The aim of this website shows everything that I’ve been taught and offers an overview of my development as an artist.  From producing sound installations and pieces of music, to creating soundscapes and collaborating with filmmakers and artists.

Within this portfolio are two very personal pieces that speak to my experience as a young African-American man.  There are also elements of collaboration that offer a glimpse of my attempts to navigate my way through other possibilities that a career in sound art and design might offer.

In creating this portfolio, there is the work and then, the work behind the work.  Crawling outside my anxiety has been the biggest obstacle to overcome. The first two years in this programme were spent trying to avoid being judged, so I seldom presented my work.  This final year has meant that there were no hiding places and I had to finally confront my self-doubt.  While still a work in progress, I have learned to collaborate with other artists, discuss and follow a brief and work as part of a team.  I’ve even plucked up the courage to upload my music and soundscapes to be heard by the outside world.

I would have to say that the pivotal moment for me came in Year Two, when I was introduced to the Jennifer Stoever book, The Sonic Color Line, where she discusses how black sound versus white listening is used to perpetuate injustice and inequality in American race relations.  This resonated with me and I felt drawn to this exploration in my art.   I wanted to understand the role of sound and race in American culture and to underline its power. The inspiration behind my original work is linked to the idea of somehow giving a voice to the voiceless and to speak for those who can no longer speak.  This is particularly true when it comes to my sound installation, INTER (FEAR) ENCE.

Another piece of work that I am particularly proud of is my visual EP, Space ∑rror.  It is an extended play with afrofuturist lofi inspired music and ambient soundscapes that I have spent the better part of the year composing, while curating visual imagery that gave context to the sounds that I created.  The production is inspired by the afrofuturist work of Flying Lotus, Teebs and Ras G- this piece also pays tribute to 1970’s Blaxploitation films and Sun Ra and his idea of space travel.

Further to the building of this portfolio is a collaboration with Kaush Chorlie, a final year illustration student at London College of Communication.  She created a piece called Consumption Odyssey for the Beyond 2001: New Horizons show at LCC.  The brief was to compose an original soundscape or composition to celebrate the 50th anniversary of Stanley Kubrick’s: 2001 a Space Odyssey.  As I have been gaining a reputation for my interest in afrofuturism, I was pleased to be asked to do this.  This piece was well-received and I was proud to play a part in it.

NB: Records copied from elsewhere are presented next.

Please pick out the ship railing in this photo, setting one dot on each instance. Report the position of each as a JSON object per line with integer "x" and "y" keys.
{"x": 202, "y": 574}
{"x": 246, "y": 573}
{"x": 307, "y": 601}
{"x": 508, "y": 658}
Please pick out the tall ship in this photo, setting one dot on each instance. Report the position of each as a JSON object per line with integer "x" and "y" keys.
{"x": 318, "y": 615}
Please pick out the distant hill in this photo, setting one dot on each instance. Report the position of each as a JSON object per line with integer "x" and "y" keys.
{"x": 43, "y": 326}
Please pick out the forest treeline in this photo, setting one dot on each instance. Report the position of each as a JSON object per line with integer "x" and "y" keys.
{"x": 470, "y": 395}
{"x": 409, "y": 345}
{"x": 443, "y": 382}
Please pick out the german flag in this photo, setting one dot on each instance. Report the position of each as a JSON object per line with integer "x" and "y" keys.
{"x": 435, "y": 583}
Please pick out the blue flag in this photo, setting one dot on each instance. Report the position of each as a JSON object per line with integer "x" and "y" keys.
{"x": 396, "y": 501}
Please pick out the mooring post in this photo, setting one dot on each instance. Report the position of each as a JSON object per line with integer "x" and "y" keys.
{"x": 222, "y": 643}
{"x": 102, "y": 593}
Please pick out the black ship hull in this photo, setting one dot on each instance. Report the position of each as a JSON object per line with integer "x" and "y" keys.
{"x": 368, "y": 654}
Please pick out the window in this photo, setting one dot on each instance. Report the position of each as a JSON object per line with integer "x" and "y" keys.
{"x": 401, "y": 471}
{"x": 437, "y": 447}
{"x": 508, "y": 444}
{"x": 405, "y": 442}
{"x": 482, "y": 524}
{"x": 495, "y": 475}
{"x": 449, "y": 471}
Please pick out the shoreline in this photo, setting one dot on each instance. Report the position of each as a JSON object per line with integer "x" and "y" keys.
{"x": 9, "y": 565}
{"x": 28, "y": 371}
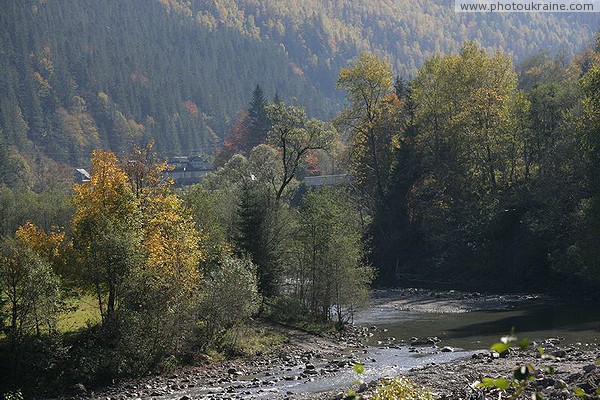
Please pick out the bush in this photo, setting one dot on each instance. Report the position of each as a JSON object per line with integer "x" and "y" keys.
{"x": 401, "y": 388}
{"x": 229, "y": 297}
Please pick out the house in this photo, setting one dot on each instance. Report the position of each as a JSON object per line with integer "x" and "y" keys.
{"x": 188, "y": 170}
{"x": 327, "y": 180}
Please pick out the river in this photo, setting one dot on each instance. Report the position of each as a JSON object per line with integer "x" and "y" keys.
{"x": 462, "y": 323}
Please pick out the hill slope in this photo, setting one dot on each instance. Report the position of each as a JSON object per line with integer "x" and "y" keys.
{"x": 75, "y": 75}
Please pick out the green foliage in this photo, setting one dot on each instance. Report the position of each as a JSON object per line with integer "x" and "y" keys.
{"x": 229, "y": 297}
{"x": 328, "y": 273}
{"x": 402, "y": 389}
{"x": 523, "y": 375}
{"x": 295, "y": 136}
{"x": 31, "y": 289}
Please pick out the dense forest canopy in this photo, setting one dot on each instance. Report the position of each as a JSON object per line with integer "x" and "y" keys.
{"x": 77, "y": 75}
{"x": 460, "y": 149}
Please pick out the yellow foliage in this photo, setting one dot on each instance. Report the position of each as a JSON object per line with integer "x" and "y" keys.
{"x": 46, "y": 245}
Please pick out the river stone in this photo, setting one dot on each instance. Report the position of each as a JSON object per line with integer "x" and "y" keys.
{"x": 589, "y": 368}
{"x": 559, "y": 353}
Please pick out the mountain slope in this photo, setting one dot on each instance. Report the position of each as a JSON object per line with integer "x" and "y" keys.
{"x": 79, "y": 74}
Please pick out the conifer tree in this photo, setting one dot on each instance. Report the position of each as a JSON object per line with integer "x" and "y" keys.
{"x": 259, "y": 122}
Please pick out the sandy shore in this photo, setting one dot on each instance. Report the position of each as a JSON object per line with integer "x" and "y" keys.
{"x": 307, "y": 357}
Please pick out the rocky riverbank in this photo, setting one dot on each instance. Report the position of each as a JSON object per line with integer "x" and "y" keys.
{"x": 572, "y": 367}
{"x": 314, "y": 367}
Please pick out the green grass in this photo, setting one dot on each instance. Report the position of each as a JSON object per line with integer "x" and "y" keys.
{"x": 260, "y": 338}
{"x": 81, "y": 312}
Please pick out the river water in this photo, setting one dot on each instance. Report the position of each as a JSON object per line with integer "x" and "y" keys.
{"x": 532, "y": 317}
{"x": 392, "y": 328}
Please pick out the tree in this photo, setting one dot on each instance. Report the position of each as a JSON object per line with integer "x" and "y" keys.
{"x": 229, "y": 297}
{"x": 295, "y": 136}
{"x": 368, "y": 84}
{"x": 330, "y": 275}
{"x": 31, "y": 288}
{"x": 258, "y": 119}
{"x": 107, "y": 230}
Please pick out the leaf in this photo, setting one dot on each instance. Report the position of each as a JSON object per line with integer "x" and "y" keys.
{"x": 500, "y": 347}
{"x": 508, "y": 339}
{"x": 549, "y": 370}
{"x": 358, "y": 368}
{"x": 502, "y": 384}
{"x": 523, "y": 373}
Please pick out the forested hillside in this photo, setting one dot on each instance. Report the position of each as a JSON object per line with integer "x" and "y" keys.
{"x": 77, "y": 75}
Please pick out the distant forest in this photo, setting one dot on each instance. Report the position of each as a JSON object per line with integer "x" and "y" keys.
{"x": 77, "y": 75}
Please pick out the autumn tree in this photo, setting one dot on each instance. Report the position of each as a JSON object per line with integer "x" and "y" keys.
{"x": 258, "y": 119}
{"x": 330, "y": 276}
{"x": 370, "y": 120}
{"x": 31, "y": 288}
{"x": 295, "y": 136}
{"x": 107, "y": 230}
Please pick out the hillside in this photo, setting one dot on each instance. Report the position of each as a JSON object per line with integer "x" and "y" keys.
{"x": 76, "y": 75}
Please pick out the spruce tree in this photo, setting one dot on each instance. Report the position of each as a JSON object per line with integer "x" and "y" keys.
{"x": 259, "y": 120}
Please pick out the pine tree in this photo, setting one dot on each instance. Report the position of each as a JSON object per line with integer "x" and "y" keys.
{"x": 259, "y": 122}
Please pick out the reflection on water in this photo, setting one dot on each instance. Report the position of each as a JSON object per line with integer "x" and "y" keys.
{"x": 539, "y": 319}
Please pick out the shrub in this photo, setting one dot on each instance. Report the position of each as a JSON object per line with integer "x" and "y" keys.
{"x": 229, "y": 297}
{"x": 401, "y": 388}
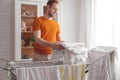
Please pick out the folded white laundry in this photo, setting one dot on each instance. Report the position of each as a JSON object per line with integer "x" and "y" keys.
{"x": 38, "y": 73}
{"x": 73, "y": 53}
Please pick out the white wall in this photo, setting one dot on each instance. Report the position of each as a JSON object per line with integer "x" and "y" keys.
{"x": 70, "y": 20}
{"x": 70, "y": 27}
{"x": 6, "y": 19}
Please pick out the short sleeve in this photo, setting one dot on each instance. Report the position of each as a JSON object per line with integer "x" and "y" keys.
{"x": 36, "y": 25}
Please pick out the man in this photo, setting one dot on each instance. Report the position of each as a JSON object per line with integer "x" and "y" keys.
{"x": 47, "y": 32}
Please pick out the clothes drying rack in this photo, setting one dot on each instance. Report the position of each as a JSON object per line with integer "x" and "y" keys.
{"x": 11, "y": 66}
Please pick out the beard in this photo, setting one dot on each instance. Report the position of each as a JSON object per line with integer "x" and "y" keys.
{"x": 51, "y": 15}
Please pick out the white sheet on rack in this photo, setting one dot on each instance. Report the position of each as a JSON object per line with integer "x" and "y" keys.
{"x": 58, "y": 72}
{"x": 103, "y": 68}
{"x": 73, "y": 52}
{"x": 37, "y": 73}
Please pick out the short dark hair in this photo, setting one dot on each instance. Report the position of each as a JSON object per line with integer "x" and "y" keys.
{"x": 50, "y": 2}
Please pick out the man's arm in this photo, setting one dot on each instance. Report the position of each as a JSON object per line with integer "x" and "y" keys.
{"x": 39, "y": 40}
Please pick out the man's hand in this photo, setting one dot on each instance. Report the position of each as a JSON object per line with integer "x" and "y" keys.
{"x": 57, "y": 46}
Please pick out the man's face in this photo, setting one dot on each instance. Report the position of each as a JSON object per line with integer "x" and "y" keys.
{"x": 52, "y": 11}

The last entry into this portfolio is Six Minutes at the Grand Plaza, a short film set in London where I worked for three days as the location sound mixer and recordist; it was my first time taking up these two roles on a film production.  My role in the film was to offer technical no-how to the production and to make sure that my contribution yielded the results that the director hoped for.  I was nervous to begin with, because I didn’t want to disappoint, but in the end I was pleased with the quality of the sound and appreciated the positive feedback that I received.